А песня лилась рекой, смешиваясь с чувствами, подпитывалась эйфорией и превращаясь в тот самый дьявольский зной, от которого не спасёт ни лезвие бритвы, ни шёпот молитвы. В ту самую нелепую, такую земную, сжигающую всё на своём пути любовь. От которой или хохочешь в голос, или напиваешься вдрызг.
Но отказаться, на самом-то деле, не сможешь никогда. Ни за что. Ведь это больше, чем чувство. Больше, чем слово. Больше, чем байк. Больше, чем… Всё.
Где-то там работа, любимая и спасающая время от времени от скуки. Где-то там друзья, шальные и беспокойные. Но преданные, понимающие, принимающие таким, какой ты есть. И готовые помочь, не задавая лишних вопросов. Где-то там мать, сломленная, замкнутая, нуждающаяся в защите и поддержке, и сестра. Почти родная, почти своя. Шебутная, горластая, взрывная и неусидчивая. Та, что вывела мать из состояния вечного страха, та, что наконец-то заставила её улыбаться. Уже за это Лерке можно было простить если не всё, то многое.
Кроме взятого без спроса байка. Но об этом они поговорят, обязательно. Потом. Ведь сейчас это всё где-то там.
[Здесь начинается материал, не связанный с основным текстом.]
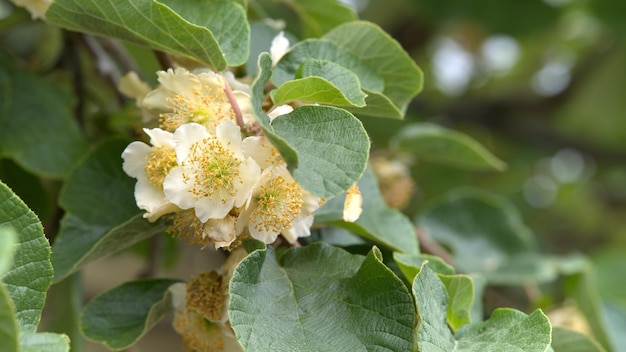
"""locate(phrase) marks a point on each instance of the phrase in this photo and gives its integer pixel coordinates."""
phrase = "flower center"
(160, 161)
(203, 107)
(278, 204)
(216, 170)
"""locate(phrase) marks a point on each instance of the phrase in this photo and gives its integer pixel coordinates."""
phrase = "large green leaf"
(44, 342)
(378, 222)
(486, 235)
(8, 323)
(460, 289)
(80, 243)
(566, 340)
(213, 32)
(322, 82)
(121, 316)
(326, 148)
(320, 298)
(102, 217)
(320, 16)
(434, 143)
(30, 273)
(36, 125)
(386, 73)
(506, 330)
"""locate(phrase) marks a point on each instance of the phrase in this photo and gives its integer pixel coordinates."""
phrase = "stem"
(165, 61)
(233, 102)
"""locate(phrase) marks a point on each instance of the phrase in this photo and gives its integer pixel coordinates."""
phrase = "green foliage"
(389, 78)
(30, 108)
(309, 132)
(378, 222)
(566, 340)
(320, 16)
(506, 329)
(433, 143)
(490, 238)
(121, 316)
(101, 216)
(215, 33)
(290, 297)
(30, 274)
(64, 125)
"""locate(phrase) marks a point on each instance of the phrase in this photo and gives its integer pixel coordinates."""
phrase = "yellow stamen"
(278, 204)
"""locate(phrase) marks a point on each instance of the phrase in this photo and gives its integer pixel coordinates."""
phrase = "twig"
(429, 246)
(165, 61)
(233, 102)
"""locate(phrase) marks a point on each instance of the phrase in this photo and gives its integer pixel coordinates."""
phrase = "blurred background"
(540, 83)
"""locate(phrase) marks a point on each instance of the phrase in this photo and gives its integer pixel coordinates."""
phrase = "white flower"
(185, 97)
(352, 206)
(279, 111)
(37, 8)
(279, 47)
(278, 205)
(150, 165)
(212, 175)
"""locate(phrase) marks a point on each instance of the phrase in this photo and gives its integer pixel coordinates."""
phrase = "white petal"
(179, 81)
(135, 158)
(213, 208)
(279, 47)
(185, 136)
(352, 206)
(176, 190)
(160, 138)
(221, 231)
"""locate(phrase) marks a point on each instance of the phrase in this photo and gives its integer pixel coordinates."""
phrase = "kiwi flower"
(150, 165)
(212, 175)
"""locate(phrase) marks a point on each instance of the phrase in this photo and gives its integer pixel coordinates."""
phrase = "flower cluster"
(214, 184)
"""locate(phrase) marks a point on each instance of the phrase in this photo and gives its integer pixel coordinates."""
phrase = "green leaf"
(486, 235)
(30, 274)
(506, 330)
(410, 264)
(215, 33)
(386, 73)
(320, 298)
(44, 342)
(583, 289)
(460, 289)
(320, 16)
(378, 222)
(322, 82)
(102, 217)
(8, 323)
(566, 340)
(121, 316)
(30, 108)
(434, 143)
(326, 148)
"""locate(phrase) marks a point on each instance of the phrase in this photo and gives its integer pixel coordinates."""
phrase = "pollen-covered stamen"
(278, 204)
(205, 295)
(216, 170)
(203, 107)
(160, 161)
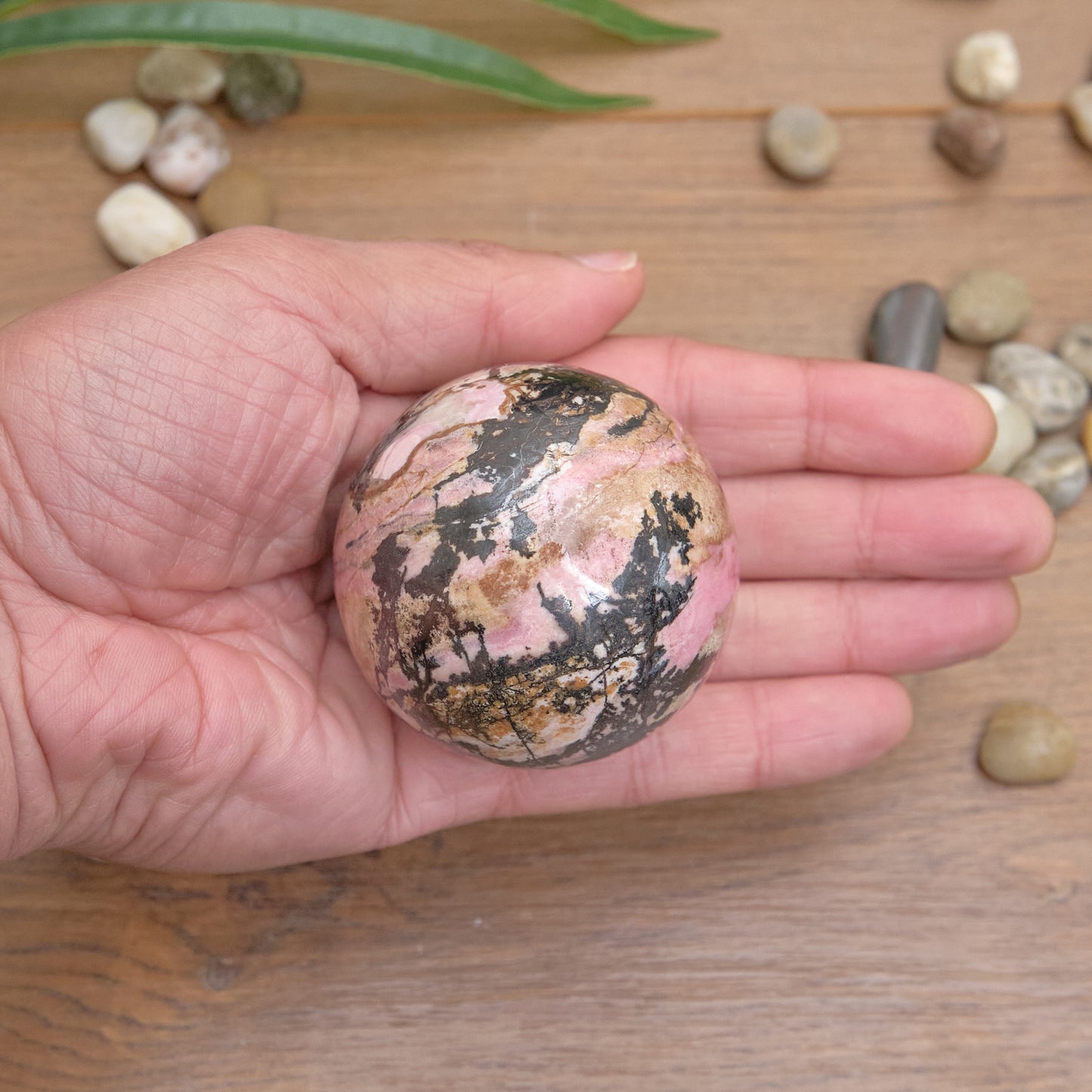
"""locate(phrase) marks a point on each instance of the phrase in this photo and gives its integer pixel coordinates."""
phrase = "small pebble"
(1057, 470)
(188, 150)
(971, 139)
(1027, 745)
(236, 196)
(1016, 434)
(988, 306)
(986, 67)
(262, 86)
(1076, 348)
(1052, 392)
(119, 134)
(802, 142)
(138, 224)
(177, 74)
(1079, 108)
(907, 326)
Вне этого момента, вне этого мига, вне байка, мчавшегося вперёд легко и стремительно, не взирая на собственные габариты и вес. И человек, тесно прижимающийся к спине железного коня, с радостью отрешился от забот, отдавшись на волю свободе, скорости, ветру. Позволяя этому упоительному ощущению полёта и крыльев за спиной, смыть тяжесть прошедшего дня и переживаний.
И к чёрту проскользнувший в этой мысли пафос!